Выбрать главу

— Это ваше открытие напечатано где-нибудь? — тоненьким голосом спросила Эсфирь.

— Конечно нет… Весь процесс обработки зерна записан шифром. (Испуганно схватился за карман, вспомнил.) Да, в надежном месте…

— У профессора? Он, — взглянув удивленно: — А почему вы спросили?

— Мне близко и дорого все, что касается вас… (Взяла его под руку, прижалась, и снова у него голова пошла кругом.) Мы еще погуляем немного?
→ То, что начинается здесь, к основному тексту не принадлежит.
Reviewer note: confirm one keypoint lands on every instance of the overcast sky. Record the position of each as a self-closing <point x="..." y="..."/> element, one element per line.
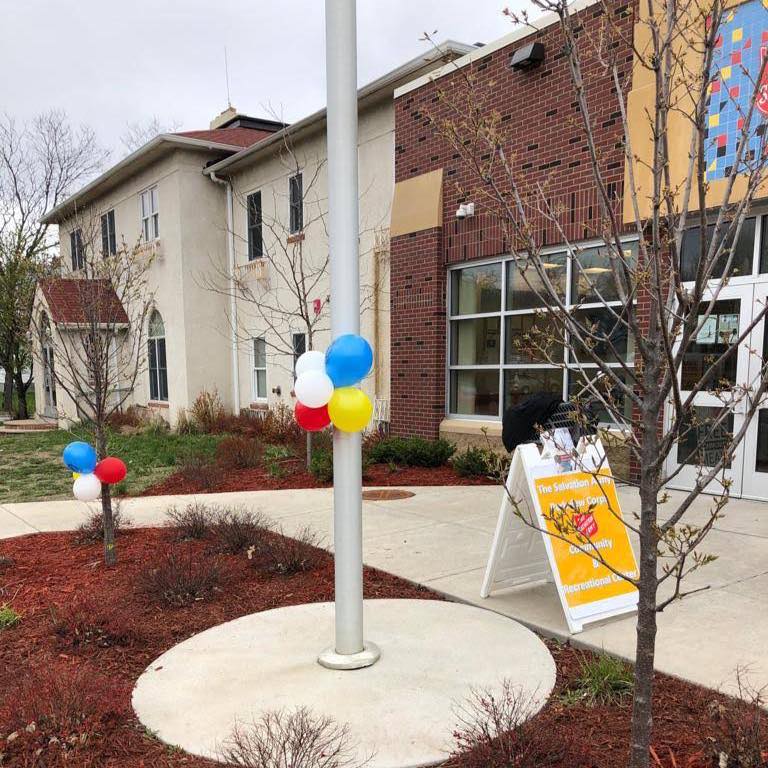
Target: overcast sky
<point x="110" y="62"/>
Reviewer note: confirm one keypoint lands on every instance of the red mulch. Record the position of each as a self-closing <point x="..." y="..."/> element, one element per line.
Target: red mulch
<point x="49" y="580"/>
<point x="294" y="475"/>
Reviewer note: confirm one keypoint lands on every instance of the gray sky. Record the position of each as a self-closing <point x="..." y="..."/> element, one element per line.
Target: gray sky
<point x="109" y="63"/>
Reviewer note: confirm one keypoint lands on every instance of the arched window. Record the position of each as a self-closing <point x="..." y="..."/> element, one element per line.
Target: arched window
<point x="158" y="372"/>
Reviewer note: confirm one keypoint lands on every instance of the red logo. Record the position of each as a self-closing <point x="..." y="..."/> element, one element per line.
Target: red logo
<point x="585" y="524"/>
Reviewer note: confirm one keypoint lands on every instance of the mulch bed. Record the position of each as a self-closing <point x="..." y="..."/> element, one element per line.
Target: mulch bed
<point x="294" y="475"/>
<point x="54" y="582"/>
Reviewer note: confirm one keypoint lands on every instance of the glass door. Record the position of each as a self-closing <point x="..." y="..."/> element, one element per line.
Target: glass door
<point x="705" y="437"/>
<point x="755" y="445"/>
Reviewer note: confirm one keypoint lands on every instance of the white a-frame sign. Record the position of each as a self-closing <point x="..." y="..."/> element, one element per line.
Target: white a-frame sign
<point x="521" y="554"/>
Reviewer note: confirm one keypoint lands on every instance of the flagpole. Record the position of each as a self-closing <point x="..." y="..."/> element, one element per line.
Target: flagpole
<point x="350" y="651"/>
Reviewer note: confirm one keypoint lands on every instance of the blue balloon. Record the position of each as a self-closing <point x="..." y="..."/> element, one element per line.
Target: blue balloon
<point x="348" y="360"/>
<point x="80" y="457"/>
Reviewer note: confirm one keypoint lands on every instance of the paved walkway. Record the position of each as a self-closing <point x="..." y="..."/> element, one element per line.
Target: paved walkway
<point x="440" y="537"/>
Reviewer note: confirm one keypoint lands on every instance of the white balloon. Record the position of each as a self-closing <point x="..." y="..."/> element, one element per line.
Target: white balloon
<point x="310" y="361"/>
<point x="87" y="487"/>
<point x="313" y="389"/>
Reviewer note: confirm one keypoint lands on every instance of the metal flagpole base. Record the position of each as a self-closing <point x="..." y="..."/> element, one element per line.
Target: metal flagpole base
<point x="330" y="659"/>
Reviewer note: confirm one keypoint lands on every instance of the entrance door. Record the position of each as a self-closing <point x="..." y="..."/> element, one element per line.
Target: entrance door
<point x="703" y="444"/>
<point x="49" y="382"/>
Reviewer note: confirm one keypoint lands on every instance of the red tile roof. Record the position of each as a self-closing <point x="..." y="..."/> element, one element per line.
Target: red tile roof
<point x="73" y="300"/>
<point x="236" y="137"/>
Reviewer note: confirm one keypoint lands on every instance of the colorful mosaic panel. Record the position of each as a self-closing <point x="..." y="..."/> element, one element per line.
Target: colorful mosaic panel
<point x="741" y="45"/>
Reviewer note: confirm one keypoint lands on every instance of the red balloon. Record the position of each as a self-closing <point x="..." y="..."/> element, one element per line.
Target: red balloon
<point x="110" y="470"/>
<point x="312" y="419"/>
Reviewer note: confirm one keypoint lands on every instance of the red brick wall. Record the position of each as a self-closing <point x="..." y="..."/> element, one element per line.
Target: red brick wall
<point x="546" y="144"/>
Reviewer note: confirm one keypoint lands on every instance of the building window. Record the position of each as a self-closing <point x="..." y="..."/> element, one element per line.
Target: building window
<point x="108" y="235"/>
<point x="296" y="197"/>
<point x="150" y="218"/>
<point x="502" y="347"/>
<point x="259" y="369"/>
<point x="76" y="250"/>
<point x="299" y="348"/>
<point x="255" y="238"/>
<point x="158" y="370"/>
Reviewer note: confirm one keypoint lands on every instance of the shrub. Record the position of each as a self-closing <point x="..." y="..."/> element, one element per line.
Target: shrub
<point x="321" y="465"/>
<point x="602" y="680"/>
<point x="86" y="621"/>
<point x="277" y="553"/>
<point x="8" y="617"/>
<point x="240" y="452"/>
<point x="741" y="736"/>
<point x="297" y="739"/>
<point x="180" y="579"/>
<point x="494" y="730"/>
<point x="195" y="521"/>
<point x="411" y="451"/>
<point x="207" y="412"/>
<point x="92" y="530"/>
<point x="198" y="469"/>
<point x="237" y="529"/>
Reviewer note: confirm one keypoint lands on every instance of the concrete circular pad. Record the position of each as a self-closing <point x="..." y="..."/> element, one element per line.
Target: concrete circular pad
<point x="402" y="710"/>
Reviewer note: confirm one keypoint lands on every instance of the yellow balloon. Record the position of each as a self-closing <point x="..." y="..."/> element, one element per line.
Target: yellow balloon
<point x="350" y="409"/>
Я отдам вам ключ с одним условием.

— Я бы мог сейчас… (Наклонился к ней.) Мог бы плясать с копьем в руке…

Она засмеялась, и они молча пошли к носу, где ветер затрепал юбку Эсфири, взвил концы ее шали, и Хопкинсону пришлось обнять ее плечи, чтобы помочь преодолеть ветер…

— Какие же ваши условия, миссис Эсфирь?

— Вы возвращаетесь в Америку.

Он задохнулся. Поднял руки над головой…

В помещении буфетчика тем временем шло веселье.

Иностранцы потребовали льду и, наколов его в большие фужеры, пили водку с мадерой. Хиврин сверх меры восторгался заграничным обществом, — должно быть, представлялось, что сидит в Чикаго, в подземном баре у спиртовых контрабандистов…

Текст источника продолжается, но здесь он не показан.